Être parlementaire est extrêmement important lorsqu’on occupe la tête de l’USS. C’est là que les décisions importantes pour les travailleuses·eurs sont discutées et décidées. Depuis 2011 que je siège au Conseil national, j’ai pu me construire un réseau important dans la politique fédérale, ce qui est nécessaire si l’on veut que les syndicats disposent de relais forts au parlement. Au sein de la gauche, le PSS et les syndicats défendent toujours les mêmes positions. Il en est de même au niveau cantonal d’ailleurs, comme j’ai pu le voir à Saint-Gall, comme députée au Grand Conseil et présidente de l’Union syndicale saint-galloise. Ce qui importe, c’est déjà de relayer les préoccupations et les revendications syndicales au sein du groupe PS aux chambres. Le travail entre partis et syndicats doit donc se faire de concert, et l’on sait que tout affaiblissement de la présence des représentant·e·s de l’aile syndicale au sein du PS a des effets sur les priorités de ce dernier. Ce n’est qu’ensemble que nous pouvons améliorer les conditions de travail des salarié·e·s.

L’USS est composée d’une multitude de syndicats avec des objectifs politiques parfois variés. On peut songer par exemple au débat entre lois et CCT. Comment arbitrerais-tu entre ces positions ?

Avant toute chose, il faut discuter avec toutes les fédérations pour trouver un terrain d’entente. Cela a toujours été ma manière de travailler : ne pas nier les divergences et tenter de trouver des solutions. Plus spécifiquement, sur le lien entre CCT et loi, il me semble qu’il faut que l’USS se batte en même temps pour une extension de la couverture conventionnelle (qui ne concerne qu’environ 50 % des salarié·e·s du privé aujourd’hui) et pour l’instauration de mesures légales qui s’appliquent à tou·te·s les salarié·e·s, l’exemple principal étant un salaire minimum national et les lois sur le travail. Les conditions de travail ne devraient pas être différentes entre les secteurs publics et privés.

Quels doivent être les objectifs du monde syndical suisse ces prochaines années ?

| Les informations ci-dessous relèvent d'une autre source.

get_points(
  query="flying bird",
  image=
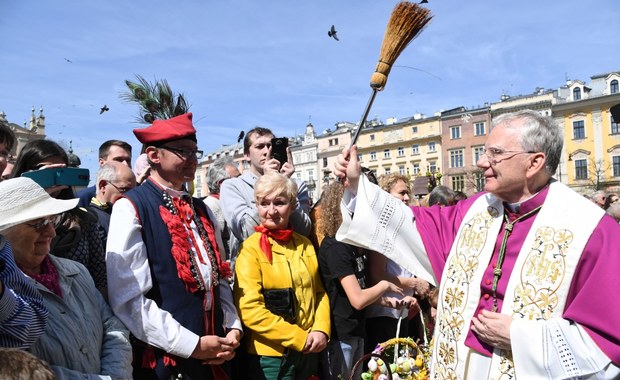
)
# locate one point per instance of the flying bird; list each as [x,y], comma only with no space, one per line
[332,33]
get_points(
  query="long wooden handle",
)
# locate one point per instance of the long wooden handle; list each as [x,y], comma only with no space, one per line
[364,116]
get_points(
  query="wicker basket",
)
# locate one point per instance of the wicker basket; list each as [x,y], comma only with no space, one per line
[408,365]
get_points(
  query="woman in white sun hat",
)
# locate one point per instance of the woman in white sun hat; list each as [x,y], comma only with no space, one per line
[83,338]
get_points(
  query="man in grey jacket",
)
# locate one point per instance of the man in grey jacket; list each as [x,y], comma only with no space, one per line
[237,194]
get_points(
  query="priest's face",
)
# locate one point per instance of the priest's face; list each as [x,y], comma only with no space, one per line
[505,163]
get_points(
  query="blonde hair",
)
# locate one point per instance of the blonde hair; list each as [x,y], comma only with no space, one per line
[275,183]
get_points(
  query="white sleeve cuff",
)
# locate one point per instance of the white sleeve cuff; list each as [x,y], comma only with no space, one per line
[555,349]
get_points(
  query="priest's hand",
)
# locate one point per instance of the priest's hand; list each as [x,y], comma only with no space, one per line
[213,349]
[348,168]
[493,328]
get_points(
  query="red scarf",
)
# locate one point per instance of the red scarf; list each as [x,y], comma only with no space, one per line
[279,234]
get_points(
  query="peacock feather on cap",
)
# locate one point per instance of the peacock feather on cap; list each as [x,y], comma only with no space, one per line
[156,100]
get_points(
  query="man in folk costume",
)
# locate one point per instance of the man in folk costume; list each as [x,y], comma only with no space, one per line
[528,269]
[168,283]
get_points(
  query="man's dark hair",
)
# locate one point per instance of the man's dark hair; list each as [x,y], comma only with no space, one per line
[104,149]
[258,131]
[7,136]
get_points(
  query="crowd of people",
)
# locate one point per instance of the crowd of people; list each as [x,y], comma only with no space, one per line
[135,278]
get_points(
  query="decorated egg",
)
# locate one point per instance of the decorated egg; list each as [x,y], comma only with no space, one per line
[372,365]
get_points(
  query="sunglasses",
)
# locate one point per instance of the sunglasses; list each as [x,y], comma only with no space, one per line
[42,224]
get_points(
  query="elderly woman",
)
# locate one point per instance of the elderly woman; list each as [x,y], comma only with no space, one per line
[83,339]
[383,322]
[278,289]
[220,170]
[79,235]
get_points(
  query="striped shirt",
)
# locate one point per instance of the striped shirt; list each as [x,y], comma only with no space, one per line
[23,315]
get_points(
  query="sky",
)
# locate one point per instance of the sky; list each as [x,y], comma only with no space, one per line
[243,63]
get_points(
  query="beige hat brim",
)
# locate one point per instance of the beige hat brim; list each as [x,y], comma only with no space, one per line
[36,210]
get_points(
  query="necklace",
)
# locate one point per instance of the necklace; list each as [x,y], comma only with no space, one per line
[183,208]
[497,271]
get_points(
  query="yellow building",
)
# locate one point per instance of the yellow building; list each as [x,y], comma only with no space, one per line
[591,157]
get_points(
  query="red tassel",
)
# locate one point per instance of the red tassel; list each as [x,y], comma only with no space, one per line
[169,361]
[148,358]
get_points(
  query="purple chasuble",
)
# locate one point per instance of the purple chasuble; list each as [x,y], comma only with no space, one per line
[592,301]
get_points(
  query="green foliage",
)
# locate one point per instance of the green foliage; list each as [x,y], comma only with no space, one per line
[156,100]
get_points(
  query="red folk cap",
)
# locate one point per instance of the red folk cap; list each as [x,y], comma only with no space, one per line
[176,128]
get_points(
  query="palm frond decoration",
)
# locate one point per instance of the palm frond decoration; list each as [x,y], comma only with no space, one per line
[156,100]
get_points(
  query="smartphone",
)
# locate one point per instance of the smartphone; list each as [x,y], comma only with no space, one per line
[278,149]
[59,176]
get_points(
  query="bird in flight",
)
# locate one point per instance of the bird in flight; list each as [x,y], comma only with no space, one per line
[332,33]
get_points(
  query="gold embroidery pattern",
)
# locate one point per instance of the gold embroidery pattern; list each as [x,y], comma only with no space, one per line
[460,270]
[535,298]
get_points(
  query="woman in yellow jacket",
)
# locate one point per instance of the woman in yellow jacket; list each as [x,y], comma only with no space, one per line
[278,289]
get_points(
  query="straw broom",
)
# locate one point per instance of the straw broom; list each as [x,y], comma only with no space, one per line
[406,22]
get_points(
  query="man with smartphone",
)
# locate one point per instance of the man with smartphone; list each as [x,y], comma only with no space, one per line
[264,154]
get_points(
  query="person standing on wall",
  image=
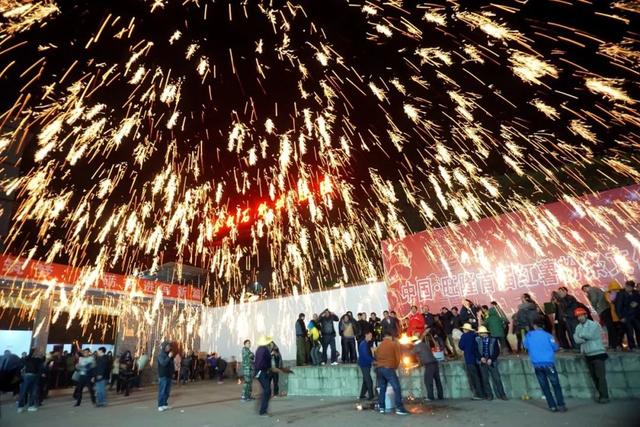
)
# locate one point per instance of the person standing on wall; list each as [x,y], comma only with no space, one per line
[376,328]
[328,336]
[598,301]
[469,314]
[102,373]
[505,320]
[348,333]
[301,341]
[446,317]
[569,303]
[588,336]
[470,349]
[276,362]
[388,325]
[85,368]
[365,361]
[488,352]
[247,364]
[431,367]
[416,322]
[32,366]
[314,338]
[387,361]
[628,308]
[542,348]
[495,325]
[166,369]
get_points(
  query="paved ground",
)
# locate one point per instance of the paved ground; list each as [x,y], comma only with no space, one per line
[211,405]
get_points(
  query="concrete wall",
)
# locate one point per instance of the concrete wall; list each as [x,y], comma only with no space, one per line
[623,376]
[225,328]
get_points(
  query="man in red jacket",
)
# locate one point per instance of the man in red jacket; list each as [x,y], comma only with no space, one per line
[416,322]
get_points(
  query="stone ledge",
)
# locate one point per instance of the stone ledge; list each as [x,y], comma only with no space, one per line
[517,376]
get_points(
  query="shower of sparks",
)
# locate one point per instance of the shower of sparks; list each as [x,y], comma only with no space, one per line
[145,156]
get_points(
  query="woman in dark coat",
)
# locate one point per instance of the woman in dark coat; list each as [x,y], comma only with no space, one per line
[126,372]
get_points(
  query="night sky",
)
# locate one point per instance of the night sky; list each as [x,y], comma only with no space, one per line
[457,75]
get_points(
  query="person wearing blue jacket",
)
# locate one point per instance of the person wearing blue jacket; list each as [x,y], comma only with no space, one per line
[588,336]
[262,367]
[627,305]
[468,345]
[166,368]
[365,361]
[542,353]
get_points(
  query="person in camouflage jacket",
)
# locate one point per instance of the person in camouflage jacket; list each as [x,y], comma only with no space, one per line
[247,364]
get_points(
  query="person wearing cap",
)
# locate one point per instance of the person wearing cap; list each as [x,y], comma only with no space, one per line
[542,349]
[588,336]
[468,345]
[488,352]
[416,322]
[262,366]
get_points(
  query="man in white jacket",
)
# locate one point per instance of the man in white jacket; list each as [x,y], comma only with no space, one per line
[588,336]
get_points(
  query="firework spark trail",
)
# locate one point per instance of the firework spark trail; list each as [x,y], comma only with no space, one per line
[166,182]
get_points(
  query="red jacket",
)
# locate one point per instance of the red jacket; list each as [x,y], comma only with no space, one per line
[416,324]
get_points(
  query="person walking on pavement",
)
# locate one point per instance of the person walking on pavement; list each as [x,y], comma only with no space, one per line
[247,365]
[166,369]
[301,341]
[470,349]
[387,361]
[365,361]
[488,352]
[542,350]
[262,366]
[588,336]
[431,367]
[102,373]
[85,368]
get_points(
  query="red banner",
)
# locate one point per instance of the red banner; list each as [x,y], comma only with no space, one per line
[12,268]
[593,239]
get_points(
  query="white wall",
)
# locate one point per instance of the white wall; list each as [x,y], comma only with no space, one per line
[15,341]
[224,329]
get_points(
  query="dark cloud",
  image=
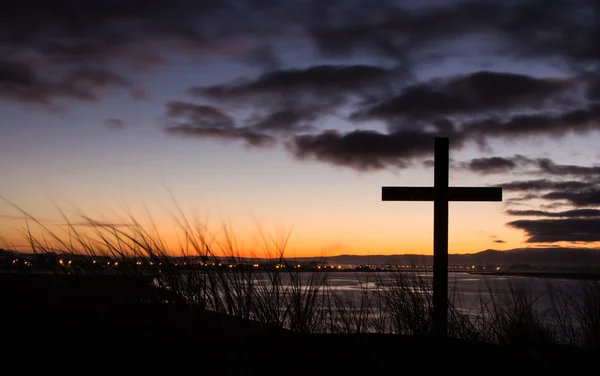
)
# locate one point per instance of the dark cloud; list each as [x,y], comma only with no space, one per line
[114,124]
[544,185]
[200,115]
[202,121]
[466,94]
[556,230]
[286,119]
[586,197]
[531,28]
[549,167]
[21,82]
[490,165]
[364,150]
[250,138]
[323,81]
[563,214]
[549,124]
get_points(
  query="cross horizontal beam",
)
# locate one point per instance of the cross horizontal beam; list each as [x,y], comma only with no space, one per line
[452,193]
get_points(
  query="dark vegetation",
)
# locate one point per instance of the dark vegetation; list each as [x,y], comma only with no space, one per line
[289,321]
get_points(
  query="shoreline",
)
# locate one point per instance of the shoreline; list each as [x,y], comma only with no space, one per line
[543,274]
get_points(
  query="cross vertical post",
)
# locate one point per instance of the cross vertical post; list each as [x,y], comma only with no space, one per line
[440,239]
[441,194]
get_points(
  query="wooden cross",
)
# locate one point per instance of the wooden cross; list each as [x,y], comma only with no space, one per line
[440,194]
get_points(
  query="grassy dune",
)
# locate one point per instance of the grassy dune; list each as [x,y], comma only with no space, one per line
[280,314]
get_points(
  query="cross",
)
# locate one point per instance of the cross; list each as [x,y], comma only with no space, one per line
[441,194]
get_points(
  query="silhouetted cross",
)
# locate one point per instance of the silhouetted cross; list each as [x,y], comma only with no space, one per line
[440,194]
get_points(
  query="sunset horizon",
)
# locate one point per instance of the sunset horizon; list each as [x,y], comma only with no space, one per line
[271,119]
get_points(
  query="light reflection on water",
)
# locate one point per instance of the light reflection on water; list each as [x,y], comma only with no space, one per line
[466,291]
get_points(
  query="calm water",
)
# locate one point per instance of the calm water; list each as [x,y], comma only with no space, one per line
[467,291]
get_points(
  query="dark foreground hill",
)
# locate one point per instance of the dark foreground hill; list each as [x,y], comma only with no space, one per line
[131,318]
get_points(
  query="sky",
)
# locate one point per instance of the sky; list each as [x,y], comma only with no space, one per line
[272,118]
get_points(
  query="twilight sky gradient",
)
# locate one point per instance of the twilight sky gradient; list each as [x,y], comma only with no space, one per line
[292,115]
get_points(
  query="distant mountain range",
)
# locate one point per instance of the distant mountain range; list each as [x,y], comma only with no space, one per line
[535,257]
[527,257]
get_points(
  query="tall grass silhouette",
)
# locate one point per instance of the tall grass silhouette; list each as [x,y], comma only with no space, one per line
[273,292]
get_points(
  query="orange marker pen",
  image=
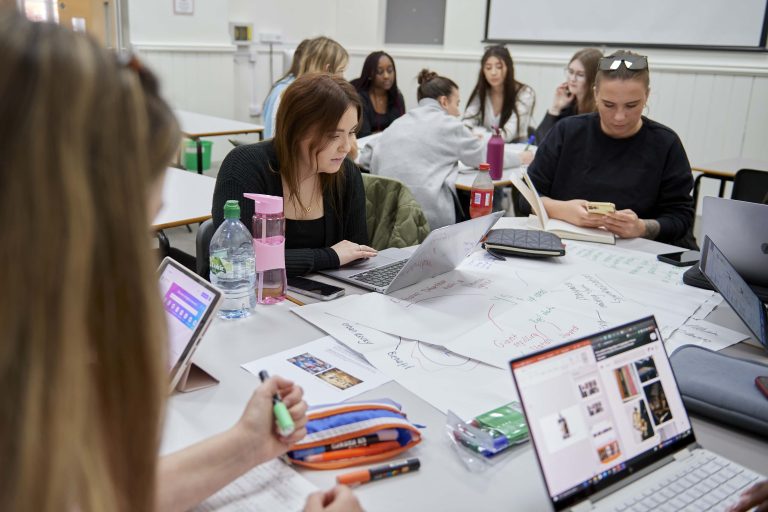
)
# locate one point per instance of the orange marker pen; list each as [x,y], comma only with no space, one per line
[349,453]
[387,470]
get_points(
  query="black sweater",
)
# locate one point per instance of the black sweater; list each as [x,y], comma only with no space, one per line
[648,173]
[254,169]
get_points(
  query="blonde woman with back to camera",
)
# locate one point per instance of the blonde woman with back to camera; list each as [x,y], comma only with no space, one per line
[82,363]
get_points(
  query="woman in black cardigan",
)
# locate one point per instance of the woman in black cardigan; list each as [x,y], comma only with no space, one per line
[306,164]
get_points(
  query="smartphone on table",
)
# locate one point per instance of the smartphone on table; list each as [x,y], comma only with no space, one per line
[316,289]
[680,259]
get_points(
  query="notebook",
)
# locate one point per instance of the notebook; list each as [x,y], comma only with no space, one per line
[442,251]
[559,227]
[747,244]
[190,303]
[610,431]
[735,290]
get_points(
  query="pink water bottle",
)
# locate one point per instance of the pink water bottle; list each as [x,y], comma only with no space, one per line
[269,246]
[495,154]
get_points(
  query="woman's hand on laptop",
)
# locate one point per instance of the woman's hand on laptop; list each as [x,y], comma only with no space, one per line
[755,496]
[257,425]
[350,251]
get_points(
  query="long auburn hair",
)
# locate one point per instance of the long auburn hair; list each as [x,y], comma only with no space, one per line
[365,81]
[512,87]
[589,58]
[311,108]
[82,362]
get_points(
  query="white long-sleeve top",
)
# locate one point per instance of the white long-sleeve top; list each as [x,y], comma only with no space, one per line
[422,149]
[525,101]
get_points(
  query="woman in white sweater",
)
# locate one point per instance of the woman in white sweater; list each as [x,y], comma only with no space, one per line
[498,99]
[422,148]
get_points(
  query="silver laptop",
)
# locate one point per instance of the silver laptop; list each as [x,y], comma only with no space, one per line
[190,303]
[610,430]
[745,302]
[740,230]
[442,251]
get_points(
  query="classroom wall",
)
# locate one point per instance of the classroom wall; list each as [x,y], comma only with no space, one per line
[716,101]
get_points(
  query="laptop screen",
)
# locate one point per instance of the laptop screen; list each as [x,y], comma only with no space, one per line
[734,289]
[187,300]
[600,408]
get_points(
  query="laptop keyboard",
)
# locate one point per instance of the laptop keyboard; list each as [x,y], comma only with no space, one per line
[709,483]
[380,276]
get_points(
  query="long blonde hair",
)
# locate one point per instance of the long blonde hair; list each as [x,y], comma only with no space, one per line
[82,355]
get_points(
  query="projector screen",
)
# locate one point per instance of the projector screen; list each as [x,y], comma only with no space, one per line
[705,24]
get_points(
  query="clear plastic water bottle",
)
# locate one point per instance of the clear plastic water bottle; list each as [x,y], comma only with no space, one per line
[269,247]
[481,195]
[233,266]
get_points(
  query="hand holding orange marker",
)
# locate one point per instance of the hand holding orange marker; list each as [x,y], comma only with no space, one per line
[387,470]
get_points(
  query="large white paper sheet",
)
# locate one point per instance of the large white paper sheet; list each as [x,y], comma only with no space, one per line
[267,487]
[328,371]
[443,379]
[704,334]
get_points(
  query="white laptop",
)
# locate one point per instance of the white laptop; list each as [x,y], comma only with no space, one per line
[190,304]
[442,251]
[610,431]
[740,230]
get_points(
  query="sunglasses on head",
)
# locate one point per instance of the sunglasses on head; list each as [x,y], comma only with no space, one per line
[631,62]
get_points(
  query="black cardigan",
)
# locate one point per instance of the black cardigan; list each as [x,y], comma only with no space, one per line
[648,173]
[254,169]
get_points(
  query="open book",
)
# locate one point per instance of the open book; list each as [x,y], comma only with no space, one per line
[559,227]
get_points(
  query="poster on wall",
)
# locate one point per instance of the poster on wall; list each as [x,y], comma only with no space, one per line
[183,6]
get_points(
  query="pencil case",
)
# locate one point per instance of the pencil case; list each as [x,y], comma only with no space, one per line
[353,433]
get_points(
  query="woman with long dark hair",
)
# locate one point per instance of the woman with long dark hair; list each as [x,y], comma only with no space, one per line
[498,99]
[382,100]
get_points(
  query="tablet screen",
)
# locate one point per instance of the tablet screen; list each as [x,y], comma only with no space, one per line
[188,301]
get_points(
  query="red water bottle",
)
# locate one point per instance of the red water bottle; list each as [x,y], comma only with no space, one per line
[481,195]
[495,154]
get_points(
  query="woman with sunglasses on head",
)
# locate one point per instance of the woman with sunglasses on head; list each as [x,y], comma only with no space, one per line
[617,155]
[306,164]
[83,359]
[499,100]
[382,100]
[576,95]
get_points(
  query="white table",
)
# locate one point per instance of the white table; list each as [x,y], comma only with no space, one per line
[196,126]
[442,483]
[187,199]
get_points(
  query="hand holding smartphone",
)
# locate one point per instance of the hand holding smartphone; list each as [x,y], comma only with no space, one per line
[315,289]
[680,259]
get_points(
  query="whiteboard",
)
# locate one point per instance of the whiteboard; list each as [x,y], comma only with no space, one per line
[689,23]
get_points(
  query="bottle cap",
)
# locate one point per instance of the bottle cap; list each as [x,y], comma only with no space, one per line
[232,209]
[266,204]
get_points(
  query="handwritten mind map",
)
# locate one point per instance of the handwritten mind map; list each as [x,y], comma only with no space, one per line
[433,373]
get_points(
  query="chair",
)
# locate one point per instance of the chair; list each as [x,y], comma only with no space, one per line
[202,246]
[393,216]
[750,185]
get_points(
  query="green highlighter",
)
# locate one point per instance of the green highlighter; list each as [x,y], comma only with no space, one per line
[285,426]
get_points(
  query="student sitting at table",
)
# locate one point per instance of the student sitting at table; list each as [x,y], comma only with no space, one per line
[498,99]
[84,350]
[306,164]
[377,86]
[270,104]
[320,55]
[576,95]
[422,148]
[618,155]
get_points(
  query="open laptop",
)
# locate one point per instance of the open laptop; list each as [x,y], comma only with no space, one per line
[442,251]
[190,303]
[740,229]
[610,431]
[735,290]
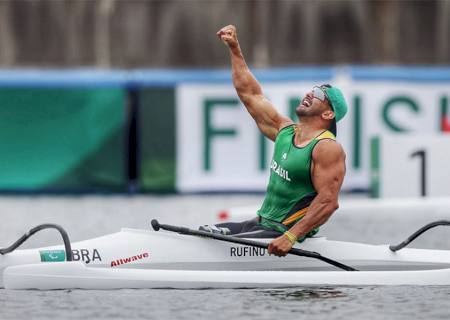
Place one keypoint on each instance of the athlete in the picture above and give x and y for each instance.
(308, 165)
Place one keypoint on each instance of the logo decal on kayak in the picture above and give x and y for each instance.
(119, 262)
(247, 252)
(52, 255)
(84, 255)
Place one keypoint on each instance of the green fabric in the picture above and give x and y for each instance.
(272, 225)
(290, 176)
(62, 139)
(157, 144)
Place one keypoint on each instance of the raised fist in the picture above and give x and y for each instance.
(228, 36)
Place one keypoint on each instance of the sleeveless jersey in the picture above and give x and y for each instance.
(290, 189)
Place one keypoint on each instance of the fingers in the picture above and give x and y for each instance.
(227, 34)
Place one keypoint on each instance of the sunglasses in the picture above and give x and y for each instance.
(319, 94)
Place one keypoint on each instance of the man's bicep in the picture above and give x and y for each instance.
(329, 167)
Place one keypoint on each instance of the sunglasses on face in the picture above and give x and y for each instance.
(319, 94)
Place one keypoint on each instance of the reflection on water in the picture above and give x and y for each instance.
(304, 293)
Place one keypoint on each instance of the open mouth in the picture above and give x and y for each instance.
(306, 102)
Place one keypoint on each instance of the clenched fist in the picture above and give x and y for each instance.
(228, 36)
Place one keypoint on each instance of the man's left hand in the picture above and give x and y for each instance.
(280, 246)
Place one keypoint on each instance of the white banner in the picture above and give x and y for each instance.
(219, 147)
(412, 166)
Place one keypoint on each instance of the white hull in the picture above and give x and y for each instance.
(146, 259)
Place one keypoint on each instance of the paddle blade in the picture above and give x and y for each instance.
(155, 224)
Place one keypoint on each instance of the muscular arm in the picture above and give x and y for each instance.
(267, 118)
(327, 175)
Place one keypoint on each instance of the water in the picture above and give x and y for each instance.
(86, 217)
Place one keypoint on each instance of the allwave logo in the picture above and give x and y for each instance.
(119, 262)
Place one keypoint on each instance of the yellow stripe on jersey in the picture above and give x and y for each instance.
(326, 135)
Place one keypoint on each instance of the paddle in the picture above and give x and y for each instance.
(298, 252)
(418, 233)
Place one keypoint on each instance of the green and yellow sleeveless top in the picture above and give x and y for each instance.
(290, 190)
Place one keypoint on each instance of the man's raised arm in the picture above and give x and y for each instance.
(267, 118)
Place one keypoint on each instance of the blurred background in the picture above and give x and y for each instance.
(120, 96)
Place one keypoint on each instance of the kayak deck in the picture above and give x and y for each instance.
(75, 275)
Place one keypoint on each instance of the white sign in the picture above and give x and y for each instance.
(219, 147)
(411, 165)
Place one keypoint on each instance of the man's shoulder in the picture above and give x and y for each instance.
(328, 148)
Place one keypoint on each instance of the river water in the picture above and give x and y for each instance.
(90, 216)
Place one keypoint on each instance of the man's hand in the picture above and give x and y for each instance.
(280, 246)
(228, 36)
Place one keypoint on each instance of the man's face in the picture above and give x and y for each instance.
(313, 104)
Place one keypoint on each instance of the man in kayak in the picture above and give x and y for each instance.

L’objectif général est bien sûr la protection et l’amélioration des conditions de travail de tou·te·s les salarié·e·s. Celui-ci ne pourra être poursuivi que si nous parvenons à obtenir des augmentations des salaires les plus bas. Dans ce cadre, la défense des mesures d’accompagnement liées aux accords bilatéraux avec l’UE est essentielle (venant d’un canton frontalier, j’en connais d’autant mieux la nécessité). Nous devons aussi nous battre pour la réduction du temps de travail, en revendiquant une semaine de travail de 35 heures. Dans le même sens, nous devons demander l’augmentation des rentes AVS et garantir leur financement à long terme. S’agissant du 2e pilier, il faut s’occuper de la situation des personnes qui ont travaillé à temps partiel et qui sont mal assurées. La conciliation de la vie professionnelle et de la vie familiale, puis le thème du harcèlement sexuel et moral, ainsi que la question plus générale de la santé au travail, me paraissent aussi devoir faire partie des priorités de l’USS ces prochaines années. Enfin, je crois qu’il faut se battre pour un service public plus grand et plus fort en Suisse. Cela concerne tous les domaines habituels, qui sont sans cesse attaqués par la droite : santé, transports, communications, etc. Cela passera par une obligation d’appliquer les CCT dans les institutions privées de la santé par exemple. J’ajoute une dernière chose dans ces objectifs : les syndicats doivent être des employeurs exemplaires pour leurs propres salarié·e·s. Les secrétaires syndicaux sont bien sûr aussi des militant·e·s, ils et elles se battent pour les objectifs politiques de leur organisation de toute leur âme, mais cela ne doit pas justifier que leurs conditions de travail soient mauvaises. Nous devons je crois rester attentifs à cet aspect-là. Ce programme ambitieux ne peut être réalisé de toute évidence sans un renforcement du mouvement syndical, c’est-àdire grâce à une augmentation du nombre de ses membres, des hommes comme des femmes. Il faut donc entamer des actions de syndicalisation aussi larges que possible. Il ne faut pas oublier non plus de maintenir le dialogue avec les autres syndicats, y compris ceux qui ne sont pas membres de l’USS.

Propos recueillis le 14 septembre 2018 par Antoine Chollet.


Entretien publié dans le n° 169 de Pages de gauche (automne 2018).